Stochastic approach for assessing the predictability of chaotic time series using reservoir computing

TL;DR

This paper introduces a stochastic method to generate training data and evaluate the predictability of chaotic systems, specifically analyzing the effectiveness and limitations of reservoir computing in this context.

Contribution

It proposes a novel stochastic approach for assessing chaotic time series predictability and critically evaluates reservoir computing's capabilities and limitations for chaotic system modeling.

Findings

Stochastic approach effectively characterizes chaotic data predictability.

Reservoir computing shows limitations in surrogate modeling of chaotic systems.

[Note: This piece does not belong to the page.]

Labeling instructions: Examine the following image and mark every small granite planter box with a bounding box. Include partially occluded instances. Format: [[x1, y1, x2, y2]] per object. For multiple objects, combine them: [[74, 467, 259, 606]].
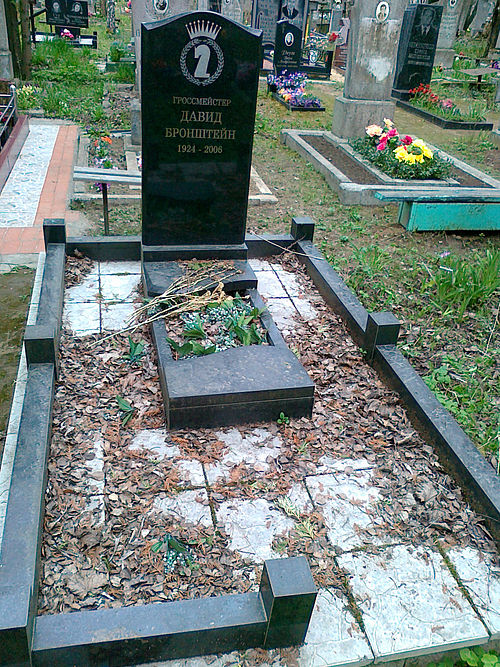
[[281, 130, 500, 206], [272, 93, 325, 111], [396, 100, 493, 132], [152, 289, 314, 429]]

Analysis applied to Lorenz and Anishchenko-Astakhov systems.

Abstract

The applicability of machine learning for predicting chaotic dynamics relies heavily upon the data used in the training stage. Chaotic time series obtained by numerically solving ordinary differential equations embed a complicated noise of the applied numerical scheme. Such a dependence of the solution on the numeric scheme leads to an inadequate representation of the real chaotic system. A stochastic approach for generating training times series and characterising their predictability is suggested to address this problem. The approach is applied for analysing two chaotic systems with known properties, Lorenz system and Anishchenko-Astakhov generator. Additionally, the approach is extended to critically assess a reservoir computing model used for chaotic time series prediction. Limitations of reservoir computing for surrogate modelling of chaotic systems are highlighted.